20 Ekim 2017 Cuma

AİSKHYLOS: ZİNCİRE VURULMUŞ PROMETHEUS ÜZRİNE

Bilinç ver özgürlüğün simgesi olan Premetheus’u güçlü kılan bilinci ve bilgeliğidir. Bir taraftan Zeus’un öfkesinden sakınmamaktadır.

Zeus'a türlü biçimlerde meydan okumakta, bilicilik gücüyle de onu kaçınılmaz sonu karşısında telaşa düşürmektedir.

Bu güçlü mit, edebiyattan felsefeye kadar pek çok alanda derin etkiler yaratmış, sanatsal metaforların geliştirilmesinde dikkat çeken bir figür olmuştur.



Kişiler:

Prometheus

Kratos (güç)

bia (zor)

Hephaistos (Prometheus’u zoraki olarak zincire vuran Tanrı)

Okeanos ve kızları

Hermes

İo

Koro

Yer: prometheus’un zincire vurulduğu kayalıklar.

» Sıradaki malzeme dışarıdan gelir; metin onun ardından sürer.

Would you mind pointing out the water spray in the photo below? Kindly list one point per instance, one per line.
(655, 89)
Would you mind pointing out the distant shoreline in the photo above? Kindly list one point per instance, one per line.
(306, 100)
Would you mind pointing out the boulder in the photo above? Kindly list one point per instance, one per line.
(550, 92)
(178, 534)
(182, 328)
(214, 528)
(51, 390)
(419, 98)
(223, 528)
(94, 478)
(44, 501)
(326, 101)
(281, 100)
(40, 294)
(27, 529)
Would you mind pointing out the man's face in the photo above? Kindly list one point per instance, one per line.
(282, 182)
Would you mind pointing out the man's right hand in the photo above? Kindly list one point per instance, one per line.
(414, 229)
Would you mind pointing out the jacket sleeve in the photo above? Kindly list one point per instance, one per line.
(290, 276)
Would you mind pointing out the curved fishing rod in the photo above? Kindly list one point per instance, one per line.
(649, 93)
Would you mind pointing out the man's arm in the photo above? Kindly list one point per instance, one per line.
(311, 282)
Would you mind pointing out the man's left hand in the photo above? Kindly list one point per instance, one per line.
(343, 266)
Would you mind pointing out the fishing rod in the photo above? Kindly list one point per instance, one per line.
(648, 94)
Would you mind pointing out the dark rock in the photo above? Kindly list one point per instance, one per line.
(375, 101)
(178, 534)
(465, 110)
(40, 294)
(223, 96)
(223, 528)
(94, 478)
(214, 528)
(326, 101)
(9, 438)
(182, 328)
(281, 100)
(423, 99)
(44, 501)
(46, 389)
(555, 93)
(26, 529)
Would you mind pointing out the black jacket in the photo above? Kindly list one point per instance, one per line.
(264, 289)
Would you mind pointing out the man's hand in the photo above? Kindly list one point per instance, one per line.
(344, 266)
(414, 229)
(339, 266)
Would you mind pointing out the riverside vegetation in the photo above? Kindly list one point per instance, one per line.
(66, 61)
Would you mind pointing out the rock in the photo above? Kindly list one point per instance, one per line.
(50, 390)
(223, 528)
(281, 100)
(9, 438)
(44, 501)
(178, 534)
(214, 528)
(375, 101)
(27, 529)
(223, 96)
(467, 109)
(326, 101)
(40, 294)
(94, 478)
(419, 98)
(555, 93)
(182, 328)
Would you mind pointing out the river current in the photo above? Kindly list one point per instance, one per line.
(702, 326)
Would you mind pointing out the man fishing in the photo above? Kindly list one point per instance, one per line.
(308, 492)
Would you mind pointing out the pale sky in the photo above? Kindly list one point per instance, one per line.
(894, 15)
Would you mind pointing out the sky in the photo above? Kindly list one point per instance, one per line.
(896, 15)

Zaman: Prometheus’un zincire vurulduğu gün.

Olay ve Mitosun Özeti:  Prometheus, eski Tanrılara karşı Zeus’un safında yer alarak onu iktidar yolunda desteklemiştir. Ancak iktidara geldikten sonra insanların yok oluşa sürüklendiğini gören Prometheus, Olimpos’un en güçlü tanrısı Zeus’tan ateşi çalıp insanlara vermiş. Buna büyük bir öfke duyan Zeus, bir Tanrı olduğu için öldüremeyeceği Prometheus’u sonsuz acılar çekmek üzere kayalıklara bağlatmıştır.

Istırabını büyütmek için de karaciğeri bir kartal (bazı kaynaklarda akbaba) tarafından her gün parçalanmış, acılara gark edilmiştir. ( Eski zamanlarda, karaciğer, tüm arzuların ve ihtirasların oturduğu yer olarak tanımlanırdı.)

Bu oyunda “ateş” bilgiyi, sanatı ve aklı temsil eden bir simgedir. Oyunun trajik noktası Prometheus’un iyilik yaparken tarifsiz bir cezalandırma ile karşılaşarak sonsuz acılara mahkûm edilmesidir. Dolayısıyla oyunda simgesel olarak Prometheus, adalet ve hak adına acı çekmektedir.

Kimilerine göre bu oyunda simgesel olarak “insanın durumu” anlatılmıştır. Doğası gereği asi olan, otoriteye boyun eğmeyen ve yeri geldiğinde otoriteyi çiğneyerek isyan eden insan ve yine onu cezalandıran insan yapımı sistemler (devlet, hukuk vs). Burada her bir Tanrısal taraf birtakım insanlık durumlarını temsil etmektedir.
Zincire Vurulmuş Prometheus, birçok tragedyada gördüğümüz gibi politik bir oyundur. Bir devrimi ve devrimin kendi taraftarlarını yok etmeye yönelmesini konu alır. Yeni bir kuşağın eski kuşağı devirip iktidarı ele geçirmesidir söz konusu olan.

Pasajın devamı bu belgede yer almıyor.